Fin de ma quadrilogie. Après si j’étais une Rivière, Mare Nostrum, Si j’étais un Arbre, si j’étais l’Air, voici : Si j’étais la Terre…
Mes très chers enfants
( Après cette intrusion publicitaire mal venue)
Je ne vais pas reparler de toutes mes extinctions
Ni trop vous angoisser avec celle qui arrive
Je ne vais pas non plus décrire les destructions
Que j’ai subies par votre engeance agressive.
Rivières, Mers, Arbres et Air vous l’ont clairement dit,
Je ne suis plus à même d’assumer mes fonctions.
Ma biosphère a été pillée, enlaidie
Par des humains voraces que guide l’ambition.
Je vous ai tant aimés quand vous étiez petits,
Errant dans les dédales de mes forêts immenses,
Humbles, désarmés, inquiets et pleins de modestie
Très souvent affamés, en quête de pitance.
Prédateurs raisonnables vous respectiez vos proies.
Avant la chasse vos peintres se mettaient à l’ouvrage
Et les reproduisaient avec beaucoup d’émoi
Convaincus que leur âme survivrait dans l’image.
Et vous avez laissé des œuvres exceptionnelles
Dans des grottes sacrées aux bestiaires somptueux
Comme si vous offriez une vie éternelle
Aux bêtes chassées pour nourrir vos ventres creux.
Mais parmi vous vivaient des tribus cannibales
Qui elles n’avaient pas l’esprit respectueux
Et n’éprouvaient aucune répugnance morale
A chasser des humains vieux ou peu vigoureux,
Proies bien plus faciles que les animaux sauvages :
Pachydermes, plantigrades ou félins très hargneux
Qui des piètres chasseurs faisaient un grand carnage
Et ne se laissaient vaincre que par des courageux.

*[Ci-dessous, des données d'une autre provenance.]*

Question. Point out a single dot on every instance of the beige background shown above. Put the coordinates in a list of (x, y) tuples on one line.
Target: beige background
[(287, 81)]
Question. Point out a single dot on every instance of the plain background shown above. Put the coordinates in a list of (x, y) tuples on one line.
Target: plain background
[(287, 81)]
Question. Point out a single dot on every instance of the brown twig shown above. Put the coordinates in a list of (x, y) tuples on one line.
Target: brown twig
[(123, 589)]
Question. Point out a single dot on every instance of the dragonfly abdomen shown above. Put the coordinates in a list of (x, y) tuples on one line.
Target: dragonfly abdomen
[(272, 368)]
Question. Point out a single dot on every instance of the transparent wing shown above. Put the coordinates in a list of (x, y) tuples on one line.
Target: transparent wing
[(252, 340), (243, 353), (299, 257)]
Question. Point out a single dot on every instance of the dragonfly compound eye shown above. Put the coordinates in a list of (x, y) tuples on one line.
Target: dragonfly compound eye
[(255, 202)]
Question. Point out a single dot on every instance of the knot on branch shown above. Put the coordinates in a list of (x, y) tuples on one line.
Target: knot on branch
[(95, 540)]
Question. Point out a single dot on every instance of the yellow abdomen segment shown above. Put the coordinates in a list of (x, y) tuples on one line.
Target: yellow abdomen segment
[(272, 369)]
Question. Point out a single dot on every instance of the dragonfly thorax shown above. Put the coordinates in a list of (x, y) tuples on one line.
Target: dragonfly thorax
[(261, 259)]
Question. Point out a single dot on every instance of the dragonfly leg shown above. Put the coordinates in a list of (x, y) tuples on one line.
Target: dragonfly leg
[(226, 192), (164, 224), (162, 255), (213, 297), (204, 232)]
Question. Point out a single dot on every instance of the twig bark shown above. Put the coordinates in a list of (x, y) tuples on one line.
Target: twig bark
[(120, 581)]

J’aurais dû châtier ces êtres pleins de bassesses
Calculateurs, madrés, qui pour se rassasier
N’hésitaient pas à tuer des êtres de leur espèce
Pour les mettre à rôtir aux flammes des brasiers.
Mais pour ça il fallait tous les faire disparaître
Sous des froidures intenses ou un air trop brûlant.
Or j’étais si fière des bons que j’avais fait naître
Que pour qu’ils vivent j’ai épargné les méchants.
Et ce sont eux, plus tard, qui ont pris le pouvoir
Ils se sont disputés pour chaque territoire.
Or les méchants quand leurs querelles sont de taille
Utilisent les bons sur leurs champs de batailles,
Ceux dont les ancêtres étaient de vaillants chasseurs.
Et pendant qu’ils s’étripent, les maîtres jouent aux stratèges
Déplacent sur des cartes un doigt ou des curseurs
Sans penser aux cadavres qui tombent dans leurs pièges.
Ils ont fait tant de guerres, provoqué tant de morts
Que je ne sais pourquoi ils sévissent encore.
Entre eux les rapports sont rarement pacifiques
Et ils mènent aussi des guerres économiques.
Elles plongent le genre humain dans des détresses immenses
Le laissant étourdi, désarmé, sans défense,
Macérant des pensées brouillées par la rancœur.
Qui poussent certains d’entre eux à s’allier à des tueurs.
Bien que je sois très triste d’avoir à vous le dire,
Si vous n’agissez pas pour chasser ces méchants,
Je me trouverais dans l’obligation d’agir
Et de vous sacrifier tous, mes très chers enfants.